I am gonna be resurrecting my old blog. While this blog will be news commentary, the resurrected one will be a more personal blog. Enjoy. :)

CBSE GPA system

The CBSE boards decided to change the normal marks and percentage system to the grade point average(GPA) system this year. It is a move that should be welcomed with open arms and that every education board should follow.

With the GPA system differences in a couple of marks are not highlighted and a consistent all round performance is promoted. You score anywhere between 91-100 and you get an A1 grade which is the top most grade. Score A1 in all subjects and you get a 10 point CGPA, which is awesome!

Many parents, teachers, principals and even students are confused regarding how the percentile ranking works.
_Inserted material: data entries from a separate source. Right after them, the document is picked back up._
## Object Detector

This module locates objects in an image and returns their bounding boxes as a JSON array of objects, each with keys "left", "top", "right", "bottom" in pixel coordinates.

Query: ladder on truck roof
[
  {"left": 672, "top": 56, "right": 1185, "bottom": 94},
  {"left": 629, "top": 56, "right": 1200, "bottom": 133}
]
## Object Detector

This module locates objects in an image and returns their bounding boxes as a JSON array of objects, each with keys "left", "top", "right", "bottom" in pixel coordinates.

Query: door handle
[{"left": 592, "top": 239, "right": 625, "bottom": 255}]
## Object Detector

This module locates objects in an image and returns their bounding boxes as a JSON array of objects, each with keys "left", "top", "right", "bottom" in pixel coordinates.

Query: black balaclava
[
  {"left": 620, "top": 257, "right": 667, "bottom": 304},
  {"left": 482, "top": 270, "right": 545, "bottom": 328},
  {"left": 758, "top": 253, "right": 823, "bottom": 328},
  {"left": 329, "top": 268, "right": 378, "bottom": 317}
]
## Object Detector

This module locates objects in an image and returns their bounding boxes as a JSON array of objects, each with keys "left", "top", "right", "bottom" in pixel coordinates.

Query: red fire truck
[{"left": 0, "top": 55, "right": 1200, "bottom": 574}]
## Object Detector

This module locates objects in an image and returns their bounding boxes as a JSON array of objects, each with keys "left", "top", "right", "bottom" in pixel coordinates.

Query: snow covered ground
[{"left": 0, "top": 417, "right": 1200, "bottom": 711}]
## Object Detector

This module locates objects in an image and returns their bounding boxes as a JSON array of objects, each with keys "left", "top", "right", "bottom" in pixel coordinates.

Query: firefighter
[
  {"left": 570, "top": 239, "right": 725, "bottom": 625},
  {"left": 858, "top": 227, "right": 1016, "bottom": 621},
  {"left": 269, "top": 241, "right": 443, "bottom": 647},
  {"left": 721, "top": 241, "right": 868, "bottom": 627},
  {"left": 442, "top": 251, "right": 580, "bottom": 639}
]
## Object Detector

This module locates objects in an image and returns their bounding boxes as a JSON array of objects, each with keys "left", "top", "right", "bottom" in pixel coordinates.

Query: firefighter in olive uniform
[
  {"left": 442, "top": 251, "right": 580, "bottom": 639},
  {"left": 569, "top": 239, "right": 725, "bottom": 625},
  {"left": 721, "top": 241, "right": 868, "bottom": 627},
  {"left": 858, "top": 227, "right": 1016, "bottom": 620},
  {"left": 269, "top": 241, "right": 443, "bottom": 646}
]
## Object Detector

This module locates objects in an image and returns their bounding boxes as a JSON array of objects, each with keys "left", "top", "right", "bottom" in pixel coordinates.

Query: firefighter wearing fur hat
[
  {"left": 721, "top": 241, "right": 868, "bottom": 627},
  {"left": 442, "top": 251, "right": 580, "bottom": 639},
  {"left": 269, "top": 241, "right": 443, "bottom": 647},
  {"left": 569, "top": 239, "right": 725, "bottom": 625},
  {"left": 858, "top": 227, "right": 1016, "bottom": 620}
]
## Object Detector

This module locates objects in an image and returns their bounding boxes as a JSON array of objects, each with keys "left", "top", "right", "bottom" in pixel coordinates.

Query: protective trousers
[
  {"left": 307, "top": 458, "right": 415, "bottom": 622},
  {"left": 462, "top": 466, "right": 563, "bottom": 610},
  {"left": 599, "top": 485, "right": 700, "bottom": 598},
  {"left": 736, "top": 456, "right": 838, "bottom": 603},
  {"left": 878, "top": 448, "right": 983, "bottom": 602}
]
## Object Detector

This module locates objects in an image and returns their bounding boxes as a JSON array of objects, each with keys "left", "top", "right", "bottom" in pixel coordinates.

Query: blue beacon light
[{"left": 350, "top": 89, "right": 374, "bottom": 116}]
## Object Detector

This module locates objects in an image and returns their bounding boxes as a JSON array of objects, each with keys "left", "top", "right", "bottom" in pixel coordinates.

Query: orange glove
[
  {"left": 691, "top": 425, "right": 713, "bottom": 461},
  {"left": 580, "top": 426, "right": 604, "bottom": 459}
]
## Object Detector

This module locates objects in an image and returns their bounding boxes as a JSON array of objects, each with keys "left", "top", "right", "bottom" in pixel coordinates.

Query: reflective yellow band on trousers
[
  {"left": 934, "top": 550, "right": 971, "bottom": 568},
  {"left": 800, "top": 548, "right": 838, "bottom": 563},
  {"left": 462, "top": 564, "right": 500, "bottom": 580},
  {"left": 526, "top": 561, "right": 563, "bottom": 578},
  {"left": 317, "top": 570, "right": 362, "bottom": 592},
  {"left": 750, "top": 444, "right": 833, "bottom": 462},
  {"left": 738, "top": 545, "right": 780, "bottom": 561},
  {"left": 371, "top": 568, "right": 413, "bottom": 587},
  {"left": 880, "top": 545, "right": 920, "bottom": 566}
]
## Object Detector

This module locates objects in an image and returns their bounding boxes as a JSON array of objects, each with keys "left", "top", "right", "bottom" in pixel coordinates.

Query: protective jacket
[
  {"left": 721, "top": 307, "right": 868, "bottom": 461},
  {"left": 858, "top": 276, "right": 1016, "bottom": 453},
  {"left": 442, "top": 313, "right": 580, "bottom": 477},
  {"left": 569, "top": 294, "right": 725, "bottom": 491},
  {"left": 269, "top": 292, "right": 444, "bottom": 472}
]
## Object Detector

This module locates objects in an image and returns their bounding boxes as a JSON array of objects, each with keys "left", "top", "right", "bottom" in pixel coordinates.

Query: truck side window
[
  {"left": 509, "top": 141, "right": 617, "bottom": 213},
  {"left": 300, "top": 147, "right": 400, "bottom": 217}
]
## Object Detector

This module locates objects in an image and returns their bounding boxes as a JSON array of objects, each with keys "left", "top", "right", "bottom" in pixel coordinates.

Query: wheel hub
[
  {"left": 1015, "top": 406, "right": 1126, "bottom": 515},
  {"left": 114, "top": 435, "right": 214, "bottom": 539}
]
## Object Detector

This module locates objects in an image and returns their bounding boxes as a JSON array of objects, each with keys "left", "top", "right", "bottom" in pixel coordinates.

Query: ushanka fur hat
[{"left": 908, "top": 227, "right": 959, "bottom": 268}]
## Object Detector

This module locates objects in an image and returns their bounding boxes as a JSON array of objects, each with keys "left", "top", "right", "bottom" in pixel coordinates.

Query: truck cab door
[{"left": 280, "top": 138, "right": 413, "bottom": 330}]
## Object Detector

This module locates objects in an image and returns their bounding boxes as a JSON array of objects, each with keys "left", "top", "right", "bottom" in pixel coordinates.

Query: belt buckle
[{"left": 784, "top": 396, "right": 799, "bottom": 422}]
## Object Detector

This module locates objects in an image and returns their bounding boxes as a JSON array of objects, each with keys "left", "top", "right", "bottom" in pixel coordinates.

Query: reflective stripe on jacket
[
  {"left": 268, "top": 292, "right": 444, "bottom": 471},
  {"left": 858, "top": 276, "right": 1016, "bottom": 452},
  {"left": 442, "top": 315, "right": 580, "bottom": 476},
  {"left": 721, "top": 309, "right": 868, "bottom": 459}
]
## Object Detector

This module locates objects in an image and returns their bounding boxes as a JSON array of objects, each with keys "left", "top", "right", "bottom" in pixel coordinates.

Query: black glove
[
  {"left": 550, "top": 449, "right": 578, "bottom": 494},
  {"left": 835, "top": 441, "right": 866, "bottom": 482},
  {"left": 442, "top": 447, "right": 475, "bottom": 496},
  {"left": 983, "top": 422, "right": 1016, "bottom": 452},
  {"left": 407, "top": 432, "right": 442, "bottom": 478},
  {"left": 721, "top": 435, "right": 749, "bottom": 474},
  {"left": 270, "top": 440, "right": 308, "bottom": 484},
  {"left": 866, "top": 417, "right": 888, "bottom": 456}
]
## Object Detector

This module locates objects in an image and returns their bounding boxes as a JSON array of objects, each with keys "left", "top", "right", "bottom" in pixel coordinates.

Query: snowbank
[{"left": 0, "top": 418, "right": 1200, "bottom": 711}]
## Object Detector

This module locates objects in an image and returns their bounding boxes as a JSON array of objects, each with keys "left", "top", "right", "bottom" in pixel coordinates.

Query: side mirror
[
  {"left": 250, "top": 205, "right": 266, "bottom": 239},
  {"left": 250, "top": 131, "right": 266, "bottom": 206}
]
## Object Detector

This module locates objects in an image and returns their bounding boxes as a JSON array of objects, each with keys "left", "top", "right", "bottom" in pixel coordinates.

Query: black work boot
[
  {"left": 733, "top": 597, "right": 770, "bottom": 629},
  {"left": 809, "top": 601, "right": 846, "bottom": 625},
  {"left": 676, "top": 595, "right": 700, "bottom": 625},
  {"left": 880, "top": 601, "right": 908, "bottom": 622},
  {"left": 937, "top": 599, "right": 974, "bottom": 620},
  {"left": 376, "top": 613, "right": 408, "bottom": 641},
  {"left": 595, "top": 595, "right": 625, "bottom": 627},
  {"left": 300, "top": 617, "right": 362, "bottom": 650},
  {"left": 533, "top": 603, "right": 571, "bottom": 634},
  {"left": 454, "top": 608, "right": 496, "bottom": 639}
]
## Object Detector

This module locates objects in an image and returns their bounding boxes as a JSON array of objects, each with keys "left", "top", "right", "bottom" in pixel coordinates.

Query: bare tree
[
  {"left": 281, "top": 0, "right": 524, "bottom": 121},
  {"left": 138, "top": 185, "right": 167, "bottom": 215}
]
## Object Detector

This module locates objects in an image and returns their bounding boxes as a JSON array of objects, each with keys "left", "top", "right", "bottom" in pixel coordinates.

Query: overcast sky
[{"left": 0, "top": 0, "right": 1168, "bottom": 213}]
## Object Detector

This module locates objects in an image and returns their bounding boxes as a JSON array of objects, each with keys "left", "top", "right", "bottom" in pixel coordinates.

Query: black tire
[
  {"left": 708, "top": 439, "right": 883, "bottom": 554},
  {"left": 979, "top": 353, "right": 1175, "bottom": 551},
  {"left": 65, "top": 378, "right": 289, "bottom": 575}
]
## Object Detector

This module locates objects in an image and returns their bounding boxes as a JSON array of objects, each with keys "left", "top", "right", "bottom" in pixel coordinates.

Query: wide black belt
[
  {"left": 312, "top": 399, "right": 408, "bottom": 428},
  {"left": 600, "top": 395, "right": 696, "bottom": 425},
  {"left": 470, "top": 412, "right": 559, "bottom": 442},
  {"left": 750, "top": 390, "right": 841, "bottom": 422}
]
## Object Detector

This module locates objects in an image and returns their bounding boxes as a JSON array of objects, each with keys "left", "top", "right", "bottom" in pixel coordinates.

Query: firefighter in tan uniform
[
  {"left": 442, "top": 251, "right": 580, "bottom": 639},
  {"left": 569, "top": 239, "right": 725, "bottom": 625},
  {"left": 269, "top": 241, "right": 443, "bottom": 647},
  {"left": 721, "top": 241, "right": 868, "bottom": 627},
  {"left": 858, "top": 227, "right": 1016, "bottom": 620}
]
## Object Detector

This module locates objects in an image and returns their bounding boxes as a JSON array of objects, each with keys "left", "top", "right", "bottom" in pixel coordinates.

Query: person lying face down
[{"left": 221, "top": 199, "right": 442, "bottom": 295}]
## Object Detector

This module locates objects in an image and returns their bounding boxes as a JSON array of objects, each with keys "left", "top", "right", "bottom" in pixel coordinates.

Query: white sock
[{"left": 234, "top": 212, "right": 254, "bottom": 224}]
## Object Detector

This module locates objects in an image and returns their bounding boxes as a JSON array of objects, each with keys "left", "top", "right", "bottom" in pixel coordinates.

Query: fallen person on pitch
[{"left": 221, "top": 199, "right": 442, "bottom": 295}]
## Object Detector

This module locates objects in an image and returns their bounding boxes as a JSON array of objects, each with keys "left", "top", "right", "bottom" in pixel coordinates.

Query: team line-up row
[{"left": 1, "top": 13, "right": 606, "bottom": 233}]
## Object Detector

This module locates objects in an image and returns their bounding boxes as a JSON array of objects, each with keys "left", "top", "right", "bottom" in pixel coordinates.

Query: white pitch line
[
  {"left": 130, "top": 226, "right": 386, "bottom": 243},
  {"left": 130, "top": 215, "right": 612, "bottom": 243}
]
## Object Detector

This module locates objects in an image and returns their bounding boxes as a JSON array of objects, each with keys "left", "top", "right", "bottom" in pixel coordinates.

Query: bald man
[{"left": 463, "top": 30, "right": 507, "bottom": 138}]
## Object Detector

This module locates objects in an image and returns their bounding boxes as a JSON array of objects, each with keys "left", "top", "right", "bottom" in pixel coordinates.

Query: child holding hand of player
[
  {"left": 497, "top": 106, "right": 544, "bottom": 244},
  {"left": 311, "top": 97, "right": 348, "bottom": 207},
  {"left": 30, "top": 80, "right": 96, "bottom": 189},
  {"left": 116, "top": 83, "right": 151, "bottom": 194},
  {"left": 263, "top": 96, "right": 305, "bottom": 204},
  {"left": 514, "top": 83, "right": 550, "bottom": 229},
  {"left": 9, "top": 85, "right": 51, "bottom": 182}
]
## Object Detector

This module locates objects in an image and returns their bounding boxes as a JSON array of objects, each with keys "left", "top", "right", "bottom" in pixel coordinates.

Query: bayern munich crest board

Like it was mentioned in the news paper that a child was perplexed that she got 10 points and yet had a 97.6 percentile.

For those who don't know what percentile ranking is: A percentile rank of X% means, that X% of students who appeared for that exam scored below you.

Now coming to that child's doubt. Your course has 6 subjects. Each subject is given a priority. One probable priority order is: Maths, Science, English, 6th subject, Social, 2nd language. So if you have got the same GPA then your marks in Maths are used as a tie breaker. If Math marks are same, then Science marks are compared. So on until you get a difference. On the off chance that all marks in all subjects are same, I think you are ranked alphabetically or randomly. Thus even though you have 10 point CGPA, unless you got 100 in all subjects, your percentile rank will be lower (than someone who topped the highest priority subjects).

Hope this clarifies the doubt. Also hope that all other education boards take this step and convert to a CGPA system. With so many people scoring 9+ points, the concept of toppers is not there. With no toppers, no advertisement of toppers, less pressure from parents and the school on students and hence less suicide amongst students. Everybody wins.